Hi all,
Roan, thanks for the even-handed treatment on this subject. More inline:
On Fri, Aug 17, 2012 at 12:45 PM, Roan Kattouw roan.kattouw@gmail.com wrote:
Specifically, in the thread where Ryan called out MZ, the question "but what are you doing to fix this?" was repeated in some form or other in three posts (2 by MZ, one by Michel) before Daniel said he was working on it and Ryan posted the above. On the original thread, there were suggestions as to how the links could be fixed, but no one in ops responded to those posts, or acknowledged them, or even acknowledged that it's something that should be worked on until Daniel and Ryan did that just now. MZ's post complained about a lack of communication from ops about issue #2, and the response to it was a more active lack of communication from ops about issue #2.
When the question "shouldn't someone being doing something about X?" comes up on this mailing list, where X is a well-defined bug or problem with our infrastructure, it should go into Bugzilla (even if it also exists in RT, which people outside of WMF should feel free to pretend doesn't exist).
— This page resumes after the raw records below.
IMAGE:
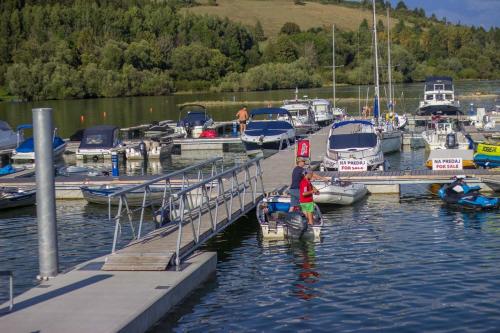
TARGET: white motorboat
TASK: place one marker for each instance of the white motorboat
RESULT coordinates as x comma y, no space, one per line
25,152
323,111
8,138
302,116
353,140
99,142
439,97
195,121
339,192
441,135
269,129
276,222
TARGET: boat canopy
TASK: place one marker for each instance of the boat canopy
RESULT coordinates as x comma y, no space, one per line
25,126
4,126
28,145
348,122
353,141
103,136
278,111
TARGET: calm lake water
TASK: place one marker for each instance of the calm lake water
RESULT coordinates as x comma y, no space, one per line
389,263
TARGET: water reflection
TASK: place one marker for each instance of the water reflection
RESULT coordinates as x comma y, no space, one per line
304,258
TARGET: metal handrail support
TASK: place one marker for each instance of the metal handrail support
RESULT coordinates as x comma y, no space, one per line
165,180
11,287
195,213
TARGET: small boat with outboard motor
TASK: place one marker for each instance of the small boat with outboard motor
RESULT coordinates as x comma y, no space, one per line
25,152
12,197
269,129
99,142
302,116
276,222
353,140
99,195
458,193
487,155
339,192
195,120
323,111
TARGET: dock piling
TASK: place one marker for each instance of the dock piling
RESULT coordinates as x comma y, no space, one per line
46,204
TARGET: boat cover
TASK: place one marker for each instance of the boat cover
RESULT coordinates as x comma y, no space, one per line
102,137
279,111
6,170
194,118
347,122
357,140
28,145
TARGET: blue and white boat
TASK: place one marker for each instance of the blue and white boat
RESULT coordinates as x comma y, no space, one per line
353,140
194,122
8,138
25,152
99,142
269,129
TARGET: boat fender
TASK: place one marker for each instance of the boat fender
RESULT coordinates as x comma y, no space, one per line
143,150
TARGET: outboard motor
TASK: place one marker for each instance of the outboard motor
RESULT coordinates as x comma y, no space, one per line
143,150
451,140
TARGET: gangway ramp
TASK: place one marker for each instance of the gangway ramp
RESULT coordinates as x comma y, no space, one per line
194,214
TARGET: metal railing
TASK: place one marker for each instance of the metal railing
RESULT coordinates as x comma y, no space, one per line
158,192
11,287
232,185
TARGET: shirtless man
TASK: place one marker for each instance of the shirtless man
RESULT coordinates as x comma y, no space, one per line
242,116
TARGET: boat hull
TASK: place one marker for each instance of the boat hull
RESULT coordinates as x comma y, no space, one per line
17,199
391,142
339,194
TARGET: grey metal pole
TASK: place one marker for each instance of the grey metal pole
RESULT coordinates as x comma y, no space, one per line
45,194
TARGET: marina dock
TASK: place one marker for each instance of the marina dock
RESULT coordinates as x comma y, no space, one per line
130,289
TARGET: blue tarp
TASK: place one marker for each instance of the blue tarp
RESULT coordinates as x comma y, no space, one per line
347,122
28,145
279,111
357,140
25,126
6,170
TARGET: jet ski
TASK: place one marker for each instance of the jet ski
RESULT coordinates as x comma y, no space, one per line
458,193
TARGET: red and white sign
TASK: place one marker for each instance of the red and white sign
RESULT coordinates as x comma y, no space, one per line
353,165
454,163
303,148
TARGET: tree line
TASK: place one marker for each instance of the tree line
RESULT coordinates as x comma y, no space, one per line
108,48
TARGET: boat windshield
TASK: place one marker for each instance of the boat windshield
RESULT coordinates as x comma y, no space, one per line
321,108
353,141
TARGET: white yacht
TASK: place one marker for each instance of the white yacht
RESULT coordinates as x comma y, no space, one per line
439,97
323,111
302,116
8,138
441,135
353,140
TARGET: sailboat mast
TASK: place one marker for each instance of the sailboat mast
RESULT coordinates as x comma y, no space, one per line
377,84
389,69
333,64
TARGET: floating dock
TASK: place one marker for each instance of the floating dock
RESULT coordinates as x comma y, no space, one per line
132,288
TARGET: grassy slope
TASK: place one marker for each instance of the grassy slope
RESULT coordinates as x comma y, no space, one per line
274,13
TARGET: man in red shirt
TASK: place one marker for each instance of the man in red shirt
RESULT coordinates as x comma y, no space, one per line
306,191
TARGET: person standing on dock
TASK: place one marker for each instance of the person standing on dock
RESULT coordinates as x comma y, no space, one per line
306,191
242,116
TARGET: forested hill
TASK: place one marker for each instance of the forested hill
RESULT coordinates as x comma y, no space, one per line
105,48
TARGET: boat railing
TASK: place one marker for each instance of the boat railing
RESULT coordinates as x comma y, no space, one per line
11,287
170,183
217,197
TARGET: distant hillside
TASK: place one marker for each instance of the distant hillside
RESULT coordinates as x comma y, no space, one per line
274,13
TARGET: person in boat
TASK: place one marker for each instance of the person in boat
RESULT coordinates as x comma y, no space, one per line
242,116
306,191
297,174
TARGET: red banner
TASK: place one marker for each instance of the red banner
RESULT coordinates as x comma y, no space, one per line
304,148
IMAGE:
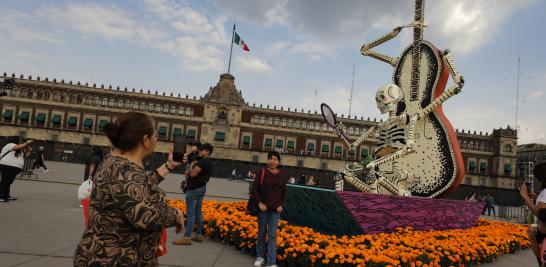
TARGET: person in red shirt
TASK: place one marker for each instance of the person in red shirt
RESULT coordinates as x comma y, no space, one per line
270,191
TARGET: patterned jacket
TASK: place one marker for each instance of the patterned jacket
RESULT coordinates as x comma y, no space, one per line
127,212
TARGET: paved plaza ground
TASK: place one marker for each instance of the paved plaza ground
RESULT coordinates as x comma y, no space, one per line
43,227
Hostile behavior has no place on this list and calling it out is a good thing.
We should be thoughtful about how we call people out, and lead by example. We shouldn't fight fire with fire.
But what happened here is an anti-pattern that I've seen around here before: when someone says something in an inappropriate way, people call them out on it (which is good), but subsequently refuse to discuss the substance of what was said, to the point where whenever it's brought up it's either ignored or the conversation is steered back to the inappropriate behavior.
I'm not sure you've identified which part is the anti-pattern. The anti-pattern is ignoring the polite requests to fix things, and having an all-hands-on-deck response when someone lobs a grenade. I'm not terribly motivated to tease out "the real issue" when someone lobs a grenade, and I suspect other people are the same.
Now, when someone lobs a grenade after several polite requests, and it looks like "yeah, we should have dealt with that", at a minimum, go back and find the polite request, and respond to *that*. That's still rewarding the grenade lobber a little bit, but acknowledging the way we prefer to get requests.
In this case it was eventually addressed after repeated questions from multiple people, but that hasn't always happened. I've been in a situation where I wrote overly aggressive criticism and got called out on it, which is fair, but the substance of the criticism was never addressed and because the subject is apparently tainted, reviving the discussion is futile. I tried, and it went straight back to everyone piling on me for how hostile I'd been, so I gave up.
I think there's a pretty big difference if the person apologizes or digs their heels in about the original rudeness. If the person apologizes, drop it already. If someone else who hasn't been rude raises it, respond.
In the case of a "poisoned" thread, just start a new thread politely. In this case, Brian *almost* pulled it off with his incredibly constructive message. If he had changed the subject line, I could have jumped all over you for threadjacking. ;-)
But what pisses me off is that it's apparently impossible to get people to discuss real issues once they're tainted with inappropriate communication. That's unhealthy and needs to stop. So by all means, call people out on hostility. But don't ignore stifle discussion about real problems.
I don't think the ends justify the means in the vast majority of poisoned threads.
I think this thread ("Can we make an acceptable behavior policy?") is poisoned by the fact that MZ was specifically called out here, especially because I think this particular offense here was relatively mild. So I'd prefer to just chill on this for a while. However, I think it would be a good idea for us to discuss this topic later on when we have some distance from this thread.